QUEZON CITY, Philippines – More teachers from the University of the Philippines (UP) campus in Diliman, Quezon City, voted on Monday in favor of the plan to move the opening of classes to August.
Of the over 1,000 members of the Diliman University Council, 284 expressed their support for the proposal, 164 voted against it while there were eight abstentions. Although only 456 participated in the voting process, the presence of only 75 members is required for a quorum to be declared, according to the faculty manual.
The council—which is composed of all assistant professors and full professors in UP Diliman—held a special meeting on the controversial plan to move the school opening to August, a move that will be implemented this coming school year in seven other UP campuses.
UP Diliman Chancellor Dr. Michael Tan presided over Monday’s meeting which lasted for three hours, according to UP Vice President for public affairs Prospero de Vera.
“It was a lengthy discussion. The voting was specific; whether to approve the shift of opening of classes to August 2014,” he said in an interview.
A recent referendum showed that 647 of the 954 regular faculty members in UP Diliman were in favor of the change with 499 saying they wanted it implemented this year.
On the other hand, 281 out of 293 instructors—who are not considered part of the regular faculty—also expressed their support for the shift. Of the 281, 215 said it should begin this year while 67 wanted it to start next school year.
The University Student Council, meanwhile, also held a campus-wide consultation which showed that 1,834 out of 2,728 students approved of the August school opening.

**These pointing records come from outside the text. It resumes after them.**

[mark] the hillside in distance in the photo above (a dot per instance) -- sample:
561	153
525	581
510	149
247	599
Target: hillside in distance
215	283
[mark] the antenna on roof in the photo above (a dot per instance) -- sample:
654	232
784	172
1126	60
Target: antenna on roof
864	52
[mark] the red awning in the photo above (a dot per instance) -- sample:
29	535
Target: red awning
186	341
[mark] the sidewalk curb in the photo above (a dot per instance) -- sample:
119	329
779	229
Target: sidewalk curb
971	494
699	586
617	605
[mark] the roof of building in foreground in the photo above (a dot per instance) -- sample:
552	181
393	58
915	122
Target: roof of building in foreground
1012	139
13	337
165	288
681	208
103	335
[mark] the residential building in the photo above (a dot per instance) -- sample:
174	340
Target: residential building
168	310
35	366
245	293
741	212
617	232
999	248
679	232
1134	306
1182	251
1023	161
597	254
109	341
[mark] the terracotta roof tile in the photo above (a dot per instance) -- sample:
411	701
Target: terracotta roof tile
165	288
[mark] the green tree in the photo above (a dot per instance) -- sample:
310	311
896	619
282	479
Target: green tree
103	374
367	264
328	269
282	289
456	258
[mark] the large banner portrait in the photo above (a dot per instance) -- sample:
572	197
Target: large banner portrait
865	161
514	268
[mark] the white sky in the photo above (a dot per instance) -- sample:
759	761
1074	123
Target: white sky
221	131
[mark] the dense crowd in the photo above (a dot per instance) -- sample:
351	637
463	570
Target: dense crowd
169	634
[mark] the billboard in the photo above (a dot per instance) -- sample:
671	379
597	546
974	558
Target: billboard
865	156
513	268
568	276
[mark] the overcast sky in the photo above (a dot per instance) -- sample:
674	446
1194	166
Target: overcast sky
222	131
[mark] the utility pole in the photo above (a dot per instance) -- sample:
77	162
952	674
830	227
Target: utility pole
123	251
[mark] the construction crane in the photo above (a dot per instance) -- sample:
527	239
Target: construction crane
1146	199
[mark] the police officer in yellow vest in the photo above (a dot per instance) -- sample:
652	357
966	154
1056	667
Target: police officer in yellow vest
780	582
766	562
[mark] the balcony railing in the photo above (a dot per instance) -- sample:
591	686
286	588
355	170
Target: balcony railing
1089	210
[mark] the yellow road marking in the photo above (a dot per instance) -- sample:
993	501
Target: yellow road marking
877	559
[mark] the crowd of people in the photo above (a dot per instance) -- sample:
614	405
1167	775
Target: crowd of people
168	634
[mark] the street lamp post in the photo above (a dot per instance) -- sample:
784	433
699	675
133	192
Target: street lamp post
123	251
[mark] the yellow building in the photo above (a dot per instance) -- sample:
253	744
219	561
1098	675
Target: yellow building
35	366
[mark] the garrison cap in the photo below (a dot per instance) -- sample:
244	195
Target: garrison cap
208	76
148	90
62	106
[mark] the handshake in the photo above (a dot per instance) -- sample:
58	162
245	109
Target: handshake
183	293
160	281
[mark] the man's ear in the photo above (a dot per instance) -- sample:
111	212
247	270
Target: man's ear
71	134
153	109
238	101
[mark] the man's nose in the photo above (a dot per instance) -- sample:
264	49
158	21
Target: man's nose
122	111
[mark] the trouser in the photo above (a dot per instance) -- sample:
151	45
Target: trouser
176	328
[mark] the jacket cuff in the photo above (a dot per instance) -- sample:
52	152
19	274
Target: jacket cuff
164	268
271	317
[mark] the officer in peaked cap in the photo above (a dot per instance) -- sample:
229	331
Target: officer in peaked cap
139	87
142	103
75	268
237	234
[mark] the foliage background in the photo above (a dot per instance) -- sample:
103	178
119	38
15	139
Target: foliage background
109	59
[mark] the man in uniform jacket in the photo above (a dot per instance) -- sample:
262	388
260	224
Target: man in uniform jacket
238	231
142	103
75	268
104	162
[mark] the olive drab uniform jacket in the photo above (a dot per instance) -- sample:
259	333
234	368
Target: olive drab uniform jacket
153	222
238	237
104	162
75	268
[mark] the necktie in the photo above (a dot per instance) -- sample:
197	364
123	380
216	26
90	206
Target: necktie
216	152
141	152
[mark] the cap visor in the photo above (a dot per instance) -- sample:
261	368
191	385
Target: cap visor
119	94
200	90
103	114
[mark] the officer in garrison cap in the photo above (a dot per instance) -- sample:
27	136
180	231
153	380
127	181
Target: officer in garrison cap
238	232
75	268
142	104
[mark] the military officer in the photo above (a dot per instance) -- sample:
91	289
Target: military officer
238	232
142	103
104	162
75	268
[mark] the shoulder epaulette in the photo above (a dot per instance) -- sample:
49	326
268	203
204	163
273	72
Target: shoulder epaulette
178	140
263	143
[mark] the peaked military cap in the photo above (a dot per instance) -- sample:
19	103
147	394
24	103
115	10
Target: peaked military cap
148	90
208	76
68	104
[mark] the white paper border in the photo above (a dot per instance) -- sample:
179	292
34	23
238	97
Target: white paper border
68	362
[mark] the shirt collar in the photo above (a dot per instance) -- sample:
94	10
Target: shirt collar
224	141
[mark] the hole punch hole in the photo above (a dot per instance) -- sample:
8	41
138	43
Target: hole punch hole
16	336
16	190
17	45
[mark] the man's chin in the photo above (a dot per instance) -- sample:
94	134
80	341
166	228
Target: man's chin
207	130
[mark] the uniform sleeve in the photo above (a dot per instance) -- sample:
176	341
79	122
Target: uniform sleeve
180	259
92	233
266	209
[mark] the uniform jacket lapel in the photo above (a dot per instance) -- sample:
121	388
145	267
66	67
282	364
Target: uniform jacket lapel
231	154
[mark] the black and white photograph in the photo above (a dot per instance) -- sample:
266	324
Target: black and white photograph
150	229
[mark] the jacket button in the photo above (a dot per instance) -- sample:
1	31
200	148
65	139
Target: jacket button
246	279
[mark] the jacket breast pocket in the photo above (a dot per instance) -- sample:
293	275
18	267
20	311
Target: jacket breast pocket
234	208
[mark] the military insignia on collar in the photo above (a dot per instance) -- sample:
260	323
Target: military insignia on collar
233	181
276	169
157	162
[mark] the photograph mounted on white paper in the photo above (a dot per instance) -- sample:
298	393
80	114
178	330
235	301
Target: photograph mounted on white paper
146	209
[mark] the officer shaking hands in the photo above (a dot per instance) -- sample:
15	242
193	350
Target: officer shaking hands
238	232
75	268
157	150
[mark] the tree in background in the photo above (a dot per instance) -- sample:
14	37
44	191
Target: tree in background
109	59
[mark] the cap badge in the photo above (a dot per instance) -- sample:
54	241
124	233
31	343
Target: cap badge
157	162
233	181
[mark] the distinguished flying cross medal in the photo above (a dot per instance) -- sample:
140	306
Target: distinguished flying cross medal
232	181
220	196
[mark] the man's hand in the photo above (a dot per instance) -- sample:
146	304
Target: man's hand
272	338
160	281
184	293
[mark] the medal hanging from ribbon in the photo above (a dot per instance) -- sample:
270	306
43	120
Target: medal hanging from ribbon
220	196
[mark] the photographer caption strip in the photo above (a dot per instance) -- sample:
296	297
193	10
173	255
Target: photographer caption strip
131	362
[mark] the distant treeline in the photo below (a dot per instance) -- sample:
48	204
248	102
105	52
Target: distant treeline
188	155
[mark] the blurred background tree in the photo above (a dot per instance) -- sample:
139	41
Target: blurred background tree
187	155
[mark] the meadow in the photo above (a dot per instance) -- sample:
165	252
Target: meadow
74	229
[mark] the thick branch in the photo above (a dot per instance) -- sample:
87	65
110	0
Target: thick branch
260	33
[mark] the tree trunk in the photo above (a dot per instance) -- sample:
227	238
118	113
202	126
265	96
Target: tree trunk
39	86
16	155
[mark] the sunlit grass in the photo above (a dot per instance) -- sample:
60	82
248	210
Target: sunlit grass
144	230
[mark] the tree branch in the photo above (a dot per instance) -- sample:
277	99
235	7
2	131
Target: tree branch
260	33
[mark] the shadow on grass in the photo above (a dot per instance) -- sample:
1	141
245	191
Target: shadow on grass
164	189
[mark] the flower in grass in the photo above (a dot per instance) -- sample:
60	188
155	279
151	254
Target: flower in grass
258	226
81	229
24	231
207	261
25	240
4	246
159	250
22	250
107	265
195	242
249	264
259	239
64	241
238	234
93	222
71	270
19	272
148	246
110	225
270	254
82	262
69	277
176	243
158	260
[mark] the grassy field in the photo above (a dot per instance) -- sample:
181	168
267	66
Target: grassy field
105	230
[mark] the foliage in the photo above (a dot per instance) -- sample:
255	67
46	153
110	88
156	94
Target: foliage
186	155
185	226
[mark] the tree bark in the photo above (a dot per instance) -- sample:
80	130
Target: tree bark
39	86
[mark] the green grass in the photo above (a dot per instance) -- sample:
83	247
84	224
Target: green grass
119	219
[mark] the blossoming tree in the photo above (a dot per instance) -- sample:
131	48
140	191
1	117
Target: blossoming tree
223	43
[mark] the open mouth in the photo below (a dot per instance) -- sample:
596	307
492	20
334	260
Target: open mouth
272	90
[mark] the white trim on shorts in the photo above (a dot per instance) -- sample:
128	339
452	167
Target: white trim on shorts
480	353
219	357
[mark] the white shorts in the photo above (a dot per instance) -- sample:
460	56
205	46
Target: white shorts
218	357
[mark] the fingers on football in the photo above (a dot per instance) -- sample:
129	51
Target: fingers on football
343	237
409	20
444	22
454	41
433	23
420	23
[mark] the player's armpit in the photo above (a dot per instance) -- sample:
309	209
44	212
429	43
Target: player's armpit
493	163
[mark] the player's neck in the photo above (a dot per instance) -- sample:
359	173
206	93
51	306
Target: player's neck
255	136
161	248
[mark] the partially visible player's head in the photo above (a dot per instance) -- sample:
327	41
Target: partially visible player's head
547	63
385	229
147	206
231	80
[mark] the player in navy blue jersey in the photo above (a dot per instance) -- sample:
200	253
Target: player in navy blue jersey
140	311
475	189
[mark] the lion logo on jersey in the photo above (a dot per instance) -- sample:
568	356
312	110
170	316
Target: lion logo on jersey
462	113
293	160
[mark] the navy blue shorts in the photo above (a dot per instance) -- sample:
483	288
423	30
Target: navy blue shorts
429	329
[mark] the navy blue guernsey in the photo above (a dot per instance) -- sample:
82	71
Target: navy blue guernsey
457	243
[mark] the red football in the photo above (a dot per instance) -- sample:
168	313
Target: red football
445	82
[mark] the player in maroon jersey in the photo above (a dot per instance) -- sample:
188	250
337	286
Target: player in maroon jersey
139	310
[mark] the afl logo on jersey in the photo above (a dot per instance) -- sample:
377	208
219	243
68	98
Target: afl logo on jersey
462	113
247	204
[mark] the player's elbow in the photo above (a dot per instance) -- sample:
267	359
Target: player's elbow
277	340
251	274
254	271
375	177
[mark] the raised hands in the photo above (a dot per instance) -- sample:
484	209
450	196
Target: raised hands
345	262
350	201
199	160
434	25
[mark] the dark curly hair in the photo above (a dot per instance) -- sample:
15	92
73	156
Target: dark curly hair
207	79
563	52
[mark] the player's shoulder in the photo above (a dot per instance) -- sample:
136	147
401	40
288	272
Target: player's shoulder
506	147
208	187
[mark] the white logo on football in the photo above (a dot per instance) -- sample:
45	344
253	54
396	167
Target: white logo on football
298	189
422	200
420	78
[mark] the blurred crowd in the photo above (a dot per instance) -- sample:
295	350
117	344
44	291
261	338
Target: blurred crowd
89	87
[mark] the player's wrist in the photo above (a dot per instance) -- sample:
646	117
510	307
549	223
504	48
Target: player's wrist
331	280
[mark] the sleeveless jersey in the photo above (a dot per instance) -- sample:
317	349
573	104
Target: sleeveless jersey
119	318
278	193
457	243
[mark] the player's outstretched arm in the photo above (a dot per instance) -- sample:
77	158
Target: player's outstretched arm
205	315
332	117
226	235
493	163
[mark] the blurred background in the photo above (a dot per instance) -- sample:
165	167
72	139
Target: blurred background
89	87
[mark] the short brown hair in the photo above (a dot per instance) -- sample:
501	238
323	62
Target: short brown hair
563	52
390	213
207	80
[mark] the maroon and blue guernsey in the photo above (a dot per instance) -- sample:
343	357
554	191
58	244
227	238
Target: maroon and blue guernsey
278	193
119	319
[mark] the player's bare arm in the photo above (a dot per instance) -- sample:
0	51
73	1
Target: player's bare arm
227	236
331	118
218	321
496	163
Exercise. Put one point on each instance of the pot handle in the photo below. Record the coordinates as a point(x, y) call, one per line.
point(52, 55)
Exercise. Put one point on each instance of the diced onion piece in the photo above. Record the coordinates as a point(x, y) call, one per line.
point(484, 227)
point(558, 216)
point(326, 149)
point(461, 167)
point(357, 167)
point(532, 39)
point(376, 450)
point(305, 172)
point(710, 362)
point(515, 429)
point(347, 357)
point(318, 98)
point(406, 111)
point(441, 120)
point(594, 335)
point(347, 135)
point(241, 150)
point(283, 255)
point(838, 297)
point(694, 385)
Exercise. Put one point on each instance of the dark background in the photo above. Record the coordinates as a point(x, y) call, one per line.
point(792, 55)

Following the results of Monday’s meeting, Tan will write to the UP Board of Regents (BOR), the highest decision-making body in the university, to seek approval and authority to implement the change in the academic calendar.
The BOR is expected to take up the matter in a meeting on March 27.
De Vera said this process was also observed by the chancellors of seven other constituent universities who had approved the shift—UP Manila, UP Los Baños, UP Baguio, UP Visayas, UP Mindanao, UP Open University and the UP College in Cebu.
“The BOR approved the shift in those constituent universities on a pilot basis, meaning, all possible problems with the schedule in each constituent university must be threshed out by the next school year in 2015,” the official explained.
This means that all UP academic units, save for its secondary education programs, will open its classes in August this year.
Under the new scheme, classes in UP campuses will open in August with the first semester ending in December. Classes for the second semester will resume in January and end in May while the “summer term” will be from June to July.
Once the BOR officially approves UP Diliman’s shift to the August-May schedule, it will be up to Tan and the executive council composed of college deans to formulate the new schedule.